Meral Akşener, bugün Çatalca’nın Çiftlikköy mahallesinde esnafın ve vatandaşların sorunlarını dinledi. Akşener''e, ziyaretinde İYİ Parti Sakarya Milletvekili Ümit Dikbayır, İstanbul İl Başkanı Buğra Kavuncu ve partililer eşlik etti.
“ATATÜRK’ÜMÜZE SAHİP ÇIKIN, BİZLERE SAHİP ÇIKIN”
Çatalca Çiftlikköy''ün ilk belediye başkanı Mehmet Ali Aydoğar''ın kızı olduğunu söyleyen bir kadın da çok zor durumda olduklarını belirterek şunları söyledi:
"Burası Atatürkçü köyü. Burada biz bittik artık. Sizin gibi birine çok ihtiyaç var, sahip çıkın köyümüze lütfen. Atatürkçü dediğin zaman hiçbir yerde sözü geçmez, bu köyden hariç. Çatalca da bitti. Bir orası vardı güvencemiz o da bitti. Onun için sizin gibilerine çok ihtiyacımız var. Atatürk’ümüze sahip çıkın. Bizlere sahip çıkın. Konuşamayız artık hiçbir yerde. Lütfen, siz eski toprağımızsınız. Ben buranın ilk belediye başkanının kızıyım, Mehmet Ali Aydoğar’ın kızıyım. Onun için sizin yeriniz bizde hep ayrı kaldı. Kalbimizde hep ayrı.
"SAYIN CUMHURBAŞKANIMIZ AÇ DA BIRAKSA BİZ BUYUZ, BİZ ATATÜRKÇÜYÜZ"

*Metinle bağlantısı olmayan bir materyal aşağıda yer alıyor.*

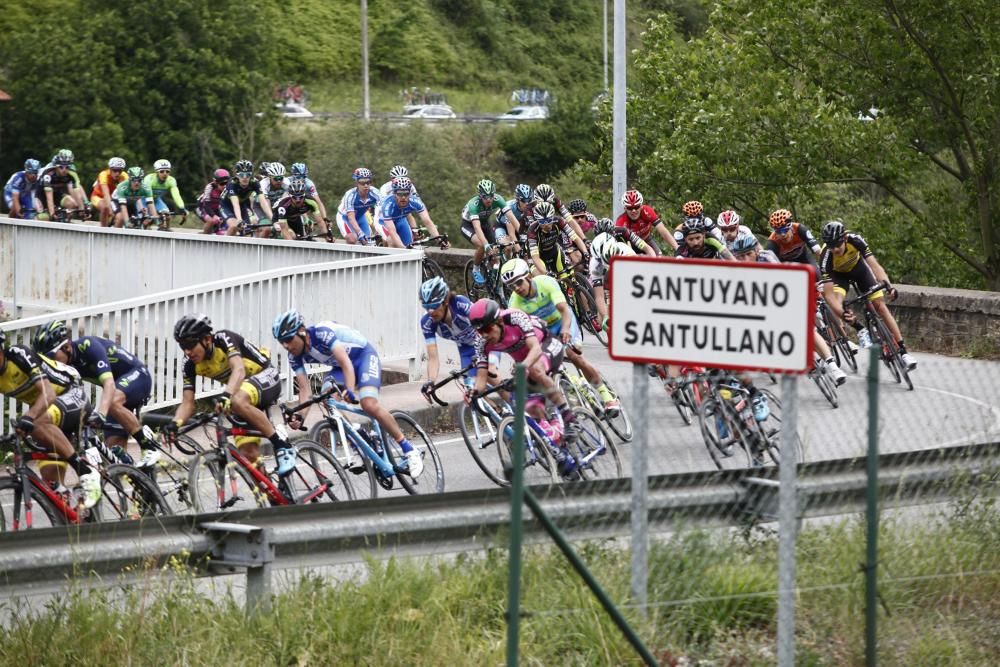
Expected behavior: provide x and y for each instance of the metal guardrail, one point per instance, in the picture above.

Bizi Sayın Cumhurbaşkanı’mız aç da bıraksa biz buyuz, biz Atatürkçüyüz. Biz Atatürk’ten geçmeyiz. O bize istediği eziyet yapar. Biz her şeyin farkındayız. Bitirdi bizi ama biz bitmeyiz. Atatürkçüler bitmez. Sonuna kadar varız. Aç da kalsak varız. Onun için lütfen bu sesimi ona duyurun. Herkes kendine, ne yaparsa yapar. Keşke o da ayrım yapmasaydı. Yine biz onu da severdik. Ama çok ayrım yaptı. Atatürk hiç ayırmadı ama. Atatürk kendi için bir şey de yapmadı. Sadece milleti için çalıştı Atatürk. Onun için bizler onun torunları olarak dürüstüz. Bize kim gelirse gelsin, Türkü, Laz’ı, kapımızı açar ekmeğimizi bölüşürüz burada. Ama biz İstanbul’a gittik mi bizim başörtümüzden anlarlar bizi. Atatürk bağı. Buna bakmayın derler. Anlamışsındır başkanım ne demek istediğimi.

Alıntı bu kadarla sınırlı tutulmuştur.